Here is a way to check via windows. http://www.symantec.com/docs/HOWTO56221 , Windows and unix both have different defaults. I would image the issue for you is that the firewall for the DMZ most likely has a lower setting that the other servers, and ends up closing the connection.

backup-botw
Level 6

Where can I find the keepalive setting on the master and media servers? From there I will take that to my firewall team and see what they have on their end.

mnolan
Level 6
Employee Accredited Certified

This is a OS setting,

"Here is a way to check via windows. http://www.symantec.com/docs/HOWTO56221 "

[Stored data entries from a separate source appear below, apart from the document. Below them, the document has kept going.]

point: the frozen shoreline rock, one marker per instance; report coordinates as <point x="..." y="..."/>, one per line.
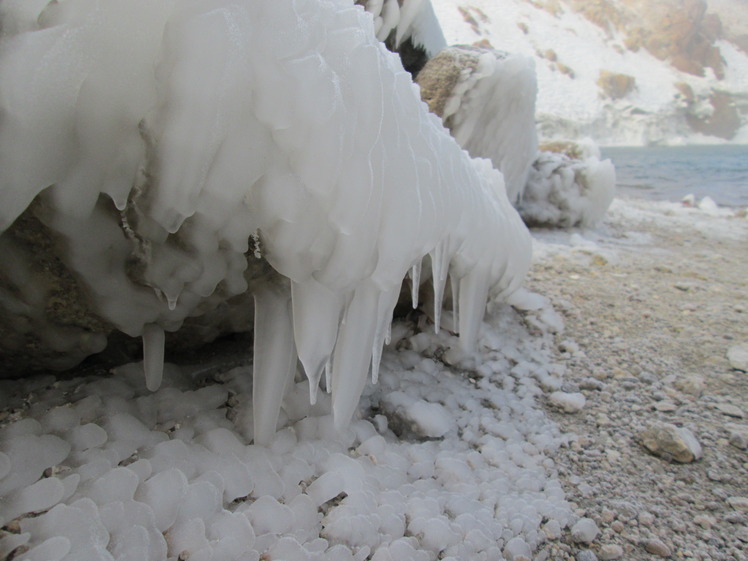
<point x="160" y="189"/>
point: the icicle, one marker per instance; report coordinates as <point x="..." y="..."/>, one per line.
<point x="473" y="293"/>
<point x="274" y="360"/>
<point x="153" y="355"/>
<point x="439" y="264"/>
<point x="455" y="286"/>
<point x="385" y="307"/>
<point x="328" y="376"/>
<point x="415" y="277"/>
<point x="352" y="353"/>
<point x="316" y="315"/>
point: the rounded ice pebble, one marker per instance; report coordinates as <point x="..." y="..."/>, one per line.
<point x="431" y="420"/>
<point x="5" y="465"/>
<point x="222" y="441"/>
<point x="117" y="485"/>
<point x="79" y="523"/>
<point x="163" y="493"/>
<point x="40" y="496"/>
<point x="53" y="549"/>
<point x="187" y="536"/>
<point x="87" y="436"/>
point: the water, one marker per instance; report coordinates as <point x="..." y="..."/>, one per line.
<point x="671" y="172"/>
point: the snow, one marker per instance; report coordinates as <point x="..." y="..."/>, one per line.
<point x="572" y="107"/>
<point x="470" y="474"/>
<point x="177" y="140"/>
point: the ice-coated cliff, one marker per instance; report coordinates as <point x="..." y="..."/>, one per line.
<point x="169" y="151"/>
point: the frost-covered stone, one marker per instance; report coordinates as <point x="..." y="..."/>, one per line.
<point x="568" y="191"/>
<point x="585" y="530"/>
<point x="738" y="357"/>
<point x="150" y="210"/>
<point x="667" y="440"/>
<point x="486" y="99"/>
<point x="568" y="402"/>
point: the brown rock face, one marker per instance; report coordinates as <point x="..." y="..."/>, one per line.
<point x="615" y="86"/>
<point x="677" y="30"/>
<point x="724" y="121"/>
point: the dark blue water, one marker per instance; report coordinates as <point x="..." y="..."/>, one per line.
<point x="668" y="173"/>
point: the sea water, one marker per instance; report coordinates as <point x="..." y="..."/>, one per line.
<point x="671" y="172"/>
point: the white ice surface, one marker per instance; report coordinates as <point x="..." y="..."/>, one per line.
<point x="467" y="474"/>
<point x="162" y="135"/>
<point x="572" y="107"/>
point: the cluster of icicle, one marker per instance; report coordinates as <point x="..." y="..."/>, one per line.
<point x="170" y="132"/>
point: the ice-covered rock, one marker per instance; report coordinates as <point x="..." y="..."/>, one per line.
<point x="566" y="191"/>
<point x="224" y="149"/>
<point x="486" y="98"/>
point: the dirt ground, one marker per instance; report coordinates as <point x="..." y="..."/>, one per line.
<point x="652" y="301"/>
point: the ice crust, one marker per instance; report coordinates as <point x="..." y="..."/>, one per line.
<point x="174" y="473"/>
<point x="491" y="112"/>
<point x="565" y="192"/>
<point x="161" y="136"/>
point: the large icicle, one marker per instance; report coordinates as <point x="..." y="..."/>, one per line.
<point x="153" y="355"/>
<point x="353" y="353"/>
<point x="316" y="315"/>
<point x="473" y="293"/>
<point x="274" y="359"/>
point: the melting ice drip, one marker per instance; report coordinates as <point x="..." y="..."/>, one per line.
<point x="171" y="131"/>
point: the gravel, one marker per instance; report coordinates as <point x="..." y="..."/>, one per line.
<point x="651" y="311"/>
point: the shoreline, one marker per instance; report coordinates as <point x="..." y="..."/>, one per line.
<point x="652" y="301"/>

For unix, you'll need to google tcp keepalive + unix distro

backup-botw
Level 6

I have found the setting on the master and media server. I am just waiting to hear back from the firewall guy and see what is set on their end.

 

While I am waiting to hear back I figured I shared this data from a backup that was tyring to run just recently...

 

10/08/2014 11:23:19 - Info nbjm (pid=1354) starting backup job (jobid=2134414) for client xp53web0642vz, policy Omaha_DMZ_Unix, schedule Incremental
10/08/2014 11:23:19 - Info nbjm (pid=1354) requesting STANDARD_RESOURCE resources from RB for backup job (jobid=2134414, request id:{6A0A246C-4F07-11E4-984B-002128A6F97C})
10/08/2014 11:23:19 - requesting resource xp53app034z-hcart-robot-tld-1
10/08/2014 11:23:19 - requesting resource xp53tape001.NBU_CLIENT.MAXJOBS.xp53web0642vz
10/08/2014 11:23:19 - requesting resource xp53tape001.NBU_POLICY.MAXJOBS.Omaha_DMZ_Unix
10/08/2014 11:23:19 - Info nbrb (pid=1307) Limit has been reached for the logical resource xp53tape001.NBU_CLIENT.MAXJOBS.xp53web0642vz
10/08/2014 12:30:05 - awaiting resource xp53app034z-hcart-robot-tld-1. Maximum job count has been reached for the storage unit.
10/08/2014 12:30:05 - Info nbrb (pid=1307) Limit has been reached for the logical resource xp53tape001.NBU_CLIENT.MAXJOBS.xp53web0642vz
10/08/2014 12:55:33 - awaiting resource xp53app034z-hcart-robot-tld-1. Maximum job count has been reached for the storage unit.
10/08/2014 12:55:34 - granted resource  xp53tape001.NBU_CLIENT.MAXJOBS.xp53web0642vz
10/08/2014 12:55:34 - granted resource  xp53tape001.NBU_POLICY.MAXJOBS.Omaha_DMZ_Unix
10/08/2014 12:55:34 - granted resource  OM1490
10/08/2014 12:55:34 - granted resource  HP.ULTRIUM4-SCSI.005
10/08/2014 12:55:34 - granted resource  xp53app034z-hcart-robot-tld-1
10/08/2014 12:55:35 - estimated 0 kbytes needed
10/08/2014 12:55:35 - Info nbjm (pid=1354) started backup (backupid=xp53web0642vz_1412790935) job for client xp53web0642vz, policy Omaha_DMZ_Unix, schedule Incremental on storage unit xp53app034z-hcart-robot-tld-1
10/08/2014 12:55:36 - started process bpbrm (pid=21339)
10/08/2014 13:13:37 - Info bpbrm (pid=7368)  status: FAILED, (44) CONNECT_TIMEOUT; system: (150) Operation now in progress; FROM 0.0.0.0 TO xp53web0642vz 204.44.15.247 bpcd VIA pbx
10/08/2014 13:13:37 - Info bpbrm (pid=7368)  status: FAILED, (44) CONNECT_TIMEOUT; system: (150) Operation now in progress; FROM 0.0.0.0 TO xp53web0642vz 204.44.15.247 bpcd VIA vnetd
10/08/2014 13:13:37 - Info bpbrm (pid=7368)  status: FAILED, (44) CONNECT_TIMEOUT; system: (145) Connection timed out; FROM 0.0.0.0 TO xp53web0642vz 204.44.15.247 bpcd
10/08/2014 13:13:37 - Error bpbrm (pid=7368) cannot connect to xp53web0642vz, Operation now in progress (150)
10/08/2014 13:14:14 - Info bpbrm (pid=7368) got ERROR 82 from media manager

backup-botw
Level 6

Still waiting on my Firewall team, but some of these backups may end with a 636, but a lot of them will write a portion of the backup. One I am looking at now is hung on /VRTS_IMAGE_SIZE_RECORD.

Marianne
Moderator
Moderator
Partner    VIP    Accredited Certified

Your post on 8 October shows connection failure.
Here no connection could be made to PBX (port 1556) or to vnetd (13724) or bpcd (13782).

Ensure port 1556 is open in both directions between media server and client.
Under certain circumstance port connectivity is also needed between master and client (like database or snapshot bakups).